The battle site, on the Tulip Forest Farm property on Caulk’s Field Road off Route 21, is essentially unchanged. The home of Isaac Caulk, for whom the field was named, unscathed from both the battle and the ravages of time, still looks out over the field where the combatants met in the early morning hours under a moonlit sky. The British commander, Capt. Sir Peter Parker, along with 14 of his men, lost their lives on the field. There were no fatalities among the Americans, commanded by Lt. Col. Philip Reed.
About 150 people, with state and county officials, members of the Friends of Kent County, Maryland, War of 1812, invited guests and visitors, watched the ceremony that included members of the Maryland National Guard and British Royal Marines.

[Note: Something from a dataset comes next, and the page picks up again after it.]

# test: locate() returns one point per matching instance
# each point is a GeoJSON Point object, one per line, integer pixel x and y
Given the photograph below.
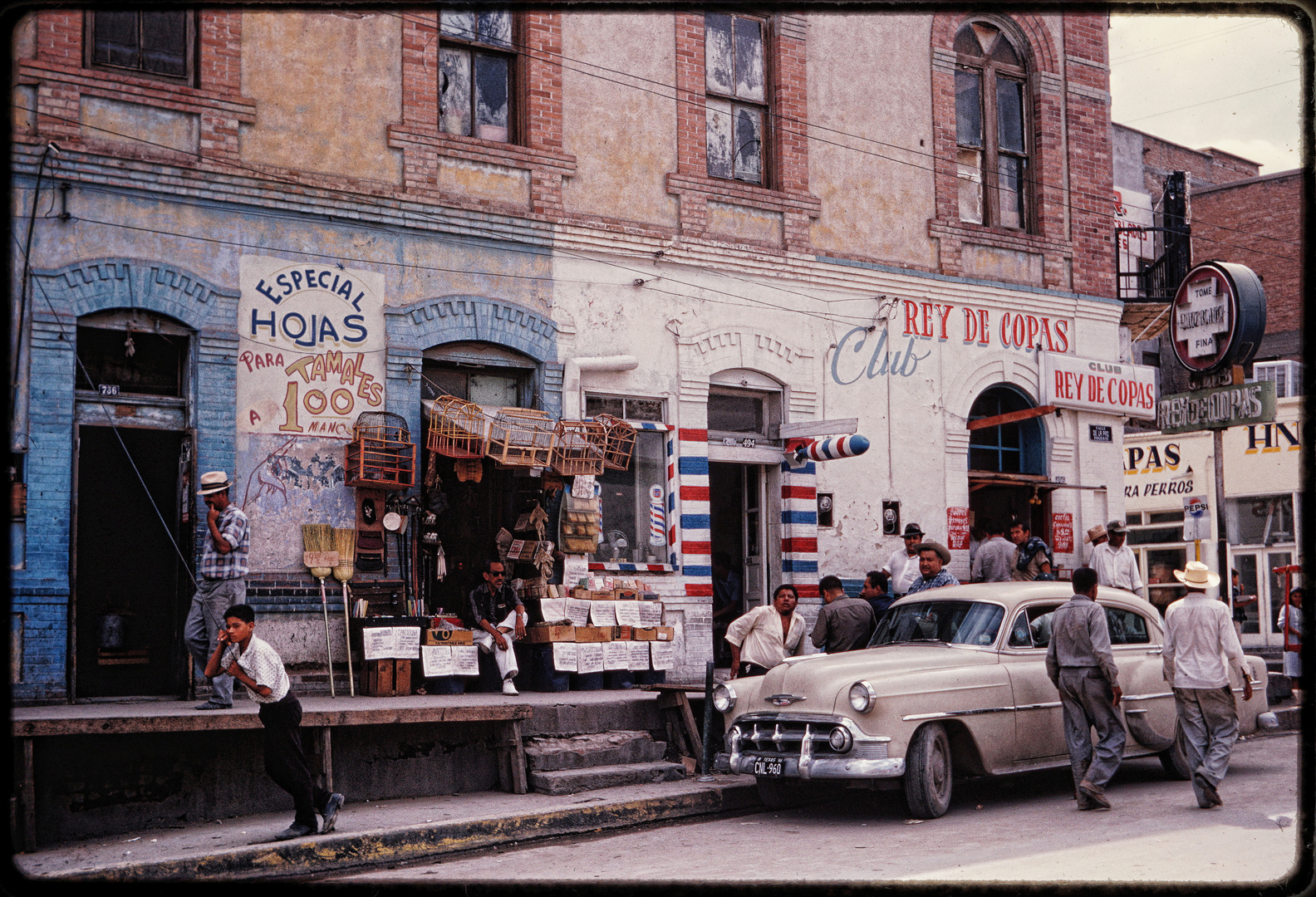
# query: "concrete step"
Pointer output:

After the national flags were raised by honor guards, with accompaniment by bugler Jari Villenueva playing first one then the other national anthem, wreaths were laid at the monument. Maj. Gen. James A. Adkins, commander of the Maryland Army National Guard, and Lt. Col. Colby Corrin of the British Royal Marines, made comments.
“It is amazing how often in this bicentennial year Americans have mentioned the War of 1812 to me. But never once in the spirit of recrimination or resentment,” Corrin said, adding that he has served more than once alongside American soldiers in such places as Afghanistan. “We have more often faced a common enemy shoulder to shoulder than we’ve ever face off against each other.”
Villenueva closed the ceremony with a mournful rendition of taps.
Afterward, about 85 invited guests were treated to a luncheon at St. Paul’s Episcopal Church parish hall where presentations on the history of the battle were given by Scott Sheads, of the National Park Service, and archaeologist Dr. Julie Schablitsky of the State Highway Administration.